FILE PHOTO: California governor Gavin Newsom reacts after signing SB 113, which will enable the transfer of $331million in state funds to the National Mortgage Special Deposit Fund in San Diego, California, U.S. October 9, 2019. REUTERS/ Mike Blake/File Photo
The state has only 200 test kits and is appealing for testing protocols to be expanded to include Americans who may catch the virus as it spreads through U.S. communities, Newsom said at news briefing in Sacramento.
“That is simply inadequate to do justice to the kind of testing we need,” Newsom said of the test kit shortage.
Doctors need to have the capacity to perform tests without delay on a wider range of patients than allowed under current federal guidelines, he added.
California on Wednesday reported a coronavirus case of unknown origin, making it potentially the first incident of the virus spreading within U.S. communities.
The individual was not initially tested as she did not meet testing criteria laid out by the U.S. Centers for Disease Control and Prevention (CDC), according to a statement by UC Davis Medical Center, where she is being treated.
Dr.
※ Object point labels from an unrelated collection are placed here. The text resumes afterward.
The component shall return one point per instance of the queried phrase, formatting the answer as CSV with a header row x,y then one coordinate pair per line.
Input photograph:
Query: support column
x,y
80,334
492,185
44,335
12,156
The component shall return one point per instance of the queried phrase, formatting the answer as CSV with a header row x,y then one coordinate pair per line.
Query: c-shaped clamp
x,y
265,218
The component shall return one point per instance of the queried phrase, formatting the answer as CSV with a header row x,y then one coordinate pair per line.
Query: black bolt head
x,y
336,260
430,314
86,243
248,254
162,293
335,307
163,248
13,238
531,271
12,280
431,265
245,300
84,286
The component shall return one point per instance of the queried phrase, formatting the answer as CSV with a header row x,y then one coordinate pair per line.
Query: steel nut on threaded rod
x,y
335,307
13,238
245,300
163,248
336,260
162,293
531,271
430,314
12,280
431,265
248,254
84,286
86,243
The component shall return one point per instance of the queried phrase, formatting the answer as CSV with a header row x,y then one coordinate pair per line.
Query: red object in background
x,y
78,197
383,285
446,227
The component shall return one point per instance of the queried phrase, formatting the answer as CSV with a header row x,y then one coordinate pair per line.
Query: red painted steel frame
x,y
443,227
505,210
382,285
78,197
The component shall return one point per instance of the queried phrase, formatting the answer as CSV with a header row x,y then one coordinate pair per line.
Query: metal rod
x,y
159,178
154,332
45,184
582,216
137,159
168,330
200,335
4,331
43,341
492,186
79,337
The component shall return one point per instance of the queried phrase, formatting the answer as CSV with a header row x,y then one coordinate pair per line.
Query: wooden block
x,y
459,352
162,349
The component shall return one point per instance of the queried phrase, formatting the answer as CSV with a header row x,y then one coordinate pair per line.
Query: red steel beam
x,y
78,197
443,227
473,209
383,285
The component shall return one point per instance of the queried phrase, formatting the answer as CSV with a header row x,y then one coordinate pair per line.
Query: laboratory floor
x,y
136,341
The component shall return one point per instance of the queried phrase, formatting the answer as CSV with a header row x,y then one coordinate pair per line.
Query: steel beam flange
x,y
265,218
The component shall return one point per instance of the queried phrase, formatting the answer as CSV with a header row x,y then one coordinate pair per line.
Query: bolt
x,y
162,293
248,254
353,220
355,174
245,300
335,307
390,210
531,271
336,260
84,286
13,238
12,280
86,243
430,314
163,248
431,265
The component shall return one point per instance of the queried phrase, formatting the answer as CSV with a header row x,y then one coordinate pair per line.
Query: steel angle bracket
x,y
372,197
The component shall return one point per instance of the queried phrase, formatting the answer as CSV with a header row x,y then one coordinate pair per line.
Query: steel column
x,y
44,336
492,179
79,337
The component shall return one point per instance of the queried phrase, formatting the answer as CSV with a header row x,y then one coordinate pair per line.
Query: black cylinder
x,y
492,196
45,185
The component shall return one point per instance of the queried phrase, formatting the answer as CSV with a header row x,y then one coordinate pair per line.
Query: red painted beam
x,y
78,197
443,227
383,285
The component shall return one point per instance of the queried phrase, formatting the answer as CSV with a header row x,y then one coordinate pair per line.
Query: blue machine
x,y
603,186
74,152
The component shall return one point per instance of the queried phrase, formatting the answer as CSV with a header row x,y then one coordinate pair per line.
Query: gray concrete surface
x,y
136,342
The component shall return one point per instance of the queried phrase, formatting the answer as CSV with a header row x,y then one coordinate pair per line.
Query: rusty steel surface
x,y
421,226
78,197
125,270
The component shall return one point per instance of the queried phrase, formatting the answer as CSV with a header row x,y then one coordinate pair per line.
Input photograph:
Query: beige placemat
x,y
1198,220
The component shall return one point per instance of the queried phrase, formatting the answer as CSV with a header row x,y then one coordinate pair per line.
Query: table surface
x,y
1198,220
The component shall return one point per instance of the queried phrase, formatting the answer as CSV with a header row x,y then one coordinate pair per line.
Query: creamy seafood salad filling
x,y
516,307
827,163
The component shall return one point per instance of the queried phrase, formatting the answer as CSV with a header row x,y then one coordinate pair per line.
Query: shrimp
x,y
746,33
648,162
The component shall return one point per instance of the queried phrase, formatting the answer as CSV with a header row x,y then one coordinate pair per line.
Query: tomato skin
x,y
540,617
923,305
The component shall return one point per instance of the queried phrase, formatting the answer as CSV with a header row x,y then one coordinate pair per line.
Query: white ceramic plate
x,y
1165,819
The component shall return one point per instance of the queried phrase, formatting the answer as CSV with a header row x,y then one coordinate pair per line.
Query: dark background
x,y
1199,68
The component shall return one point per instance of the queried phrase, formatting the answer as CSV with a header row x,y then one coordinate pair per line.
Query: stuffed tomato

Sonia Angell, California’s state public health officer, said local, state and federal health investigators were contacting and isolating individuals who may have been exposed to the patient.
The CDC’s protocol had called for coronavirus testing in individuals with a fever or respiratory illness who have a travel history or contact that could have led to exposure to the virus.
California officials said this protocol had to be expanded in light of the “inevitable” local spread within the United States.
“The case from yesterday is giving the CDC a lot to consider on revising those protocols so more individuals will be tested,” said Mark Ghaly director of California’s Health and Human Services Agency.
CDC Director Robert Redfield told a U.S. congressional hearing on Thursday that more test kits were being sent to California.
He also told the hearing that the agency now backs expanded testing. “When a clinician or a public health individual suspects coronavirus, then we should be able to get a test for coronavirus, so that’s the current guidance that went out today.”
California officials said 33 people had tested positive for the virus there, but five had since left the state.